Before we being the formal remarks, I would like to remind you that certain statements on today's call including expected future operational and financial performance and the industry growth are forward-looking statements that are made under the safe Harbor provision of the US Private Securities Litigation Reform Act of 1995.
These statements involve inherent risks and uncertainties. A number of factors could cause actual results to differ materially from those contained in any forward-looking statement. Further information regarding these and other risks is included in the reports or documents we have filed with or furnished to the Securities and Exchange Commission.
These statements only reflect our current and the preliminary view as of today and may be subject to change. Our ability to achieve these projections is subject to risks and uncertainties. All information provided in today's call is as of today and we undertake no duty to update such information except as required under applicable laws.

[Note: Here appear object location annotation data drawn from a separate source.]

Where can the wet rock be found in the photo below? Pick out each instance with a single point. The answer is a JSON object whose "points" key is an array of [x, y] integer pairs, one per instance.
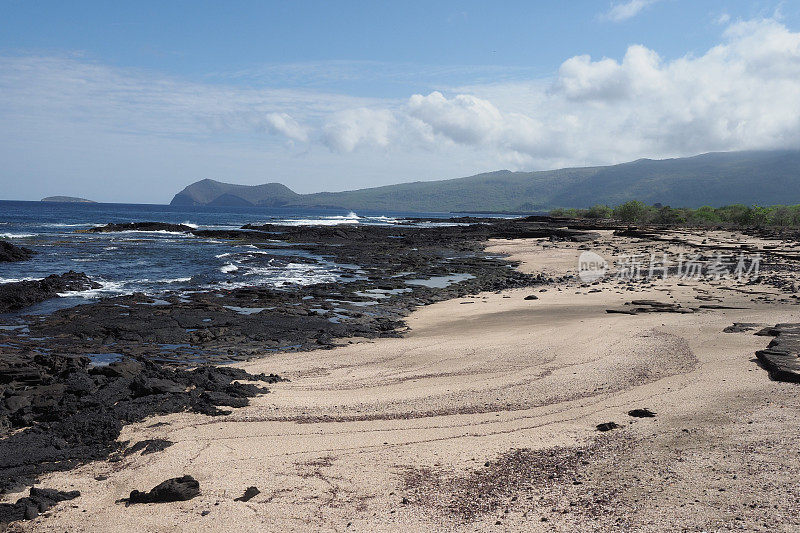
{"points": [[650, 306], [11, 252], [141, 226], [248, 495], [172, 490], [21, 294]]}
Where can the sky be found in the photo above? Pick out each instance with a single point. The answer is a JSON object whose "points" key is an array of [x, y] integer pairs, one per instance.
{"points": [[132, 101]]}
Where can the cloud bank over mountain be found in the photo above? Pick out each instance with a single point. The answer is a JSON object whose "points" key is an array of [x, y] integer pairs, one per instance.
{"points": [[740, 94]]}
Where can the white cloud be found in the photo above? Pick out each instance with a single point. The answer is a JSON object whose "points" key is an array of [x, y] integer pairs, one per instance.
{"points": [[740, 94], [349, 129], [626, 10], [284, 124]]}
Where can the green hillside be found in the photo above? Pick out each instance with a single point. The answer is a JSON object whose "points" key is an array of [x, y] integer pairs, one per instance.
{"points": [[715, 179]]}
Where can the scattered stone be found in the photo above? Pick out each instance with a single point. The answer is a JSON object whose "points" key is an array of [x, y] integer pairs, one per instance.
{"points": [[740, 327], [651, 306], [607, 426], [38, 501], [149, 446], [59, 410], [172, 490], [249, 494]]}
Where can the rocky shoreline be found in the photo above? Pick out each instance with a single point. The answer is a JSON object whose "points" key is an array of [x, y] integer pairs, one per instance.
{"points": [[70, 380]]}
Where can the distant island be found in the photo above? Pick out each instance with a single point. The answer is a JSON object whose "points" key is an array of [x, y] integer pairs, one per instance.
{"points": [[68, 200], [716, 179]]}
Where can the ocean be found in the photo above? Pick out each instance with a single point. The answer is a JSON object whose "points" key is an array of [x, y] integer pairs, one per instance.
{"points": [[156, 262]]}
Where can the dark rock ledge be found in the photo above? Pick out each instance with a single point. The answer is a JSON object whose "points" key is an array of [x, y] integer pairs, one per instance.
{"points": [[11, 252]]}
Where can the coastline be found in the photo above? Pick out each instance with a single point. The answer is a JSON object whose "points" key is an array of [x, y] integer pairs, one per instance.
{"points": [[403, 433]]}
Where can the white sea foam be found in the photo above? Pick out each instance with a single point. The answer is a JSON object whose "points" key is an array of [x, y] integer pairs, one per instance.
{"points": [[15, 280], [350, 218], [107, 288], [158, 231]]}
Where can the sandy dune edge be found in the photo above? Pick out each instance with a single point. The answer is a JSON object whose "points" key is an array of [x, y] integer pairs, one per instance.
{"points": [[433, 418]]}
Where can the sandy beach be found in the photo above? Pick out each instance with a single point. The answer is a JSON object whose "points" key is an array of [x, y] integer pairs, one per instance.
{"points": [[483, 417]]}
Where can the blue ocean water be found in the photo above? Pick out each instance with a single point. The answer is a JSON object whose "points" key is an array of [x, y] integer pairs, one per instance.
{"points": [[155, 262]]}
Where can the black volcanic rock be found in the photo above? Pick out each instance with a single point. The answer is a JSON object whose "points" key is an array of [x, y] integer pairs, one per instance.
{"points": [[57, 411], [21, 294], [38, 501], [248, 494], [781, 358], [11, 252], [172, 490]]}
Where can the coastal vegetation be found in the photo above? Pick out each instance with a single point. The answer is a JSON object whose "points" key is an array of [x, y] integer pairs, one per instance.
{"points": [[735, 215]]}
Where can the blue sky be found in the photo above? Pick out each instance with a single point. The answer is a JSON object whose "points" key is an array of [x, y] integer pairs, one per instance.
{"points": [[133, 101]]}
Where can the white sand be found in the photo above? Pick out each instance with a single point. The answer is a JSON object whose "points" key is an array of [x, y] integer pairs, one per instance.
{"points": [[473, 379]]}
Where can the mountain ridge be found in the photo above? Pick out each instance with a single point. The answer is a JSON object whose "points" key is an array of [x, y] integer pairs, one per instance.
{"points": [[715, 178]]}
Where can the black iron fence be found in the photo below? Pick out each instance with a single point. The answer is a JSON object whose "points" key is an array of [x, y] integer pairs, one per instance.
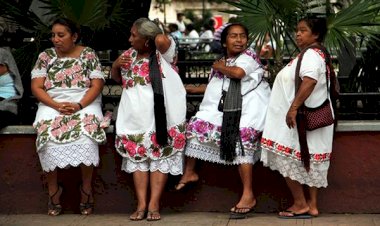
{"points": [[351, 105]]}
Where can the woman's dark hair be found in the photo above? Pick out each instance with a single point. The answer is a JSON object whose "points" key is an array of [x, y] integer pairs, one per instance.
{"points": [[223, 36], [317, 26], [70, 25]]}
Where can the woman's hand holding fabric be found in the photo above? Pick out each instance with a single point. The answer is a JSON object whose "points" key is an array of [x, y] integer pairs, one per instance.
{"points": [[68, 108], [291, 117], [218, 65]]}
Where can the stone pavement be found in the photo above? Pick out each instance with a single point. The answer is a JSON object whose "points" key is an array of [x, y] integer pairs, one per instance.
{"points": [[187, 219]]}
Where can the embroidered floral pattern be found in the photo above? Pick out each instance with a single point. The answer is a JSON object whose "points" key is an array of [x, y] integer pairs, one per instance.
{"points": [[67, 128], [249, 52], [207, 132], [290, 152], [68, 72], [139, 147], [137, 72]]}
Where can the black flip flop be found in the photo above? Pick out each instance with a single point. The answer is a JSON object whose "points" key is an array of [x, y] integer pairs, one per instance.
{"points": [[294, 215]]}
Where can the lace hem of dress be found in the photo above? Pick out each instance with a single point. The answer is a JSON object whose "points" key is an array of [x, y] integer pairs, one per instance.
{"points": [[42, 75], [73, 154], [288, 167], [172, 165], [211, 153]]}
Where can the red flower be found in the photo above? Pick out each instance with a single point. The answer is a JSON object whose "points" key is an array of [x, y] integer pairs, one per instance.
{"points": [[156, 152], [141, 150], [179, 141]]}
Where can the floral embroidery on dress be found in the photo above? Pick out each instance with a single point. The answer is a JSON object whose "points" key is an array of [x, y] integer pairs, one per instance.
{"points": [[207, 132], [67, 72], [138, 147], [277, 148], [230, 61], [67, 128], [137, 72]]}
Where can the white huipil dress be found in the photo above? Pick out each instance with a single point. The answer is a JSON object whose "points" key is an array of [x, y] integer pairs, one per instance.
{"points": [[204, 129], [135, 124], [68, 140], [280, 145]]}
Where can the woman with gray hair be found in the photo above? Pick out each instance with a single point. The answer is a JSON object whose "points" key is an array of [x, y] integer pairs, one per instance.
{"points": [[11, 89], [150, 125]]}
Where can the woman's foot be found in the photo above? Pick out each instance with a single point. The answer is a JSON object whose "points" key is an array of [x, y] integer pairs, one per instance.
{"points": [[86, 205], [294, 211], [138, 215], [54, 206], [186, 179], [153, 215], [240, 210], [244, 206], [313, 209]]}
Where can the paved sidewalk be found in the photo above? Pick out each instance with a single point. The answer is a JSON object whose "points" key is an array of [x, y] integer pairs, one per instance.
{"points": [[187, 219]]}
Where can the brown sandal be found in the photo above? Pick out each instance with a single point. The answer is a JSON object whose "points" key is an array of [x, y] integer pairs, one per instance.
{"points": [[153, 215], [53, 208], [87, 207], [138, 215]]}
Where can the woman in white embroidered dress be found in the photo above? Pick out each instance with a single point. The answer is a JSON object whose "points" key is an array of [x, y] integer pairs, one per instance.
{"points": [[150, 125], [67, 80], [280, 144], [240, 66]]}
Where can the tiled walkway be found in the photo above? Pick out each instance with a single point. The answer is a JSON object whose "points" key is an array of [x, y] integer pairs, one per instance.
{"points": [[188, 219]]}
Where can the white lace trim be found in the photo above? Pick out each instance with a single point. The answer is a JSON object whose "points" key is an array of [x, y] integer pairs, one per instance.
{"points": [[82, 151], [172, 165], [210, 152], [288, 167]]}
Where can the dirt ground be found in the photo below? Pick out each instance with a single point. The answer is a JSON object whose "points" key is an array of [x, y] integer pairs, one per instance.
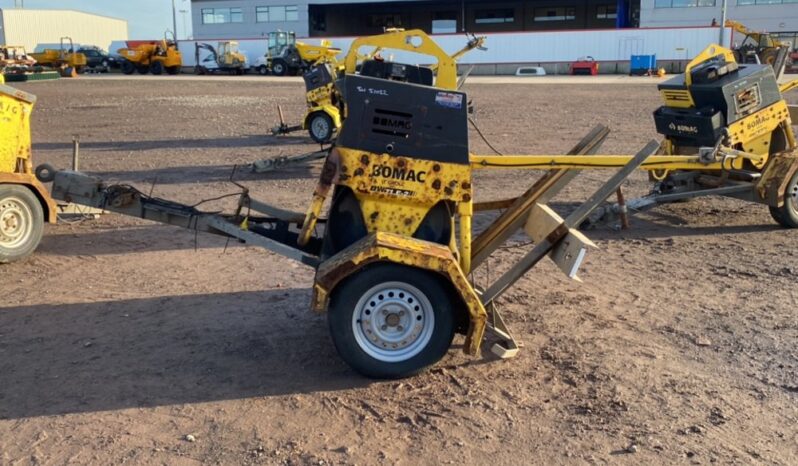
{"points": [[119, 337]]}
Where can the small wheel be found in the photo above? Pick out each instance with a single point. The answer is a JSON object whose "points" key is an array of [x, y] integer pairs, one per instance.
{"points": [[156, 68], [320, 127], [127, 67], [787, 214], [45, 173], [391, 321], [21, 222], [279, 67]]}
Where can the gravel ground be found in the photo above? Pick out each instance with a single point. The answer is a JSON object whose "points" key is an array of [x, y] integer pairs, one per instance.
{"points": [[124, 341]]}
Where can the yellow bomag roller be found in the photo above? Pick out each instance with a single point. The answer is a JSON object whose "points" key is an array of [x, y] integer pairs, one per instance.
{"points": [[394, 252], [24, 203]]}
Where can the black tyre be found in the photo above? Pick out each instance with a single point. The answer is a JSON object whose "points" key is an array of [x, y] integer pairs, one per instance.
{"points": [[279, 67], [127, 67], [787, 214], [320, 127], [157, 68], [21, 222], [390, 321]]}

Also during the call we will occasionally reference monetary amounts in US dollars terms. Please keep in mind that our functional currency is the Chinese RMB. We offer these translations into US dollars solely for the convenience of the audience. Without further ado, I will now turn the call to Dr. Yao. Please..
Thank you, everyone, for joining our conference call today. I would like to first provide some background on the recent industry development.
Based on feedback from our customers, it appears that for the first half of this year, overall solar end market demand and installations activities were relatively subdued and below the levels that our customers saw during the second half of 2014. As a result of weaker end market demand, industry price declined.
This also led to the decline of our polysilicon pricing during the first half of this year. That was a bit more than we had anticipated. The situation was exacerbated by escalating poly imports from outside of China where we saw an increase of 30% versus the first half of 2014.
In particular customer data indicated Korea poly imports increased significantly high by 70% versus the first half of 2014. However, since June we have seen encouraging sign of a strong end market demand with poly prices stabilizing.
At the same time, since July feedback from our customers indicate that they are seeing very strong end market demand particularly here in China. Many are now running at a fully utilization and some have already sold out their capacity for the second half of this year and are seeing demand and orders that exceeds their capacity.
Some are even resorting to outsourcing to meet the strong market demand. Demand in regions such as India and US are also trending well. End market pricing for solar sales and solar modules are trending up. In particular, due to strong demand, solar wafer pricings are being driven versus May and June.
All indicators point to better solar wafer pricing for the month of August and September due to strong industry demand. For Daqo, we are not seeing significant poly inventory in our solar customers. Our product delivery and sell-through remained strong and healthy and we are able to sell out production.
For example, at the end of the second quarter our finished goods polysilicon inventory is extremely low. We believe poly pricing was broadened. While price recovery has been delayed versus our original expectation, we believe as industry demand remain strong, we should start to see price recovery.
As a reminder, due to the better quality and the purity of the Daqo polysilicon, our pricings generally had a premium over our peers in China. I would also like to provide a quick update about our poly industry environment. Daqo was able to continue to generate healthy cash flow from the operations due to our low production cost and the cash cost.
We are seeing encouraging sign of high cost poly capacity be taken out in the industry. One of our international competitors shutdown one of their plants and another has indicated its intention to reduce its position to 50%.
On the topics of process and trading which is a loophole that allows foreign producers to import poly into China and avoid import custom, duty and tariff are schedule to end by August 31. Poly imports into China subsequently are subject to 4% import tariff in addition to AD and CVD tariff in the range of 2.4% to 57%.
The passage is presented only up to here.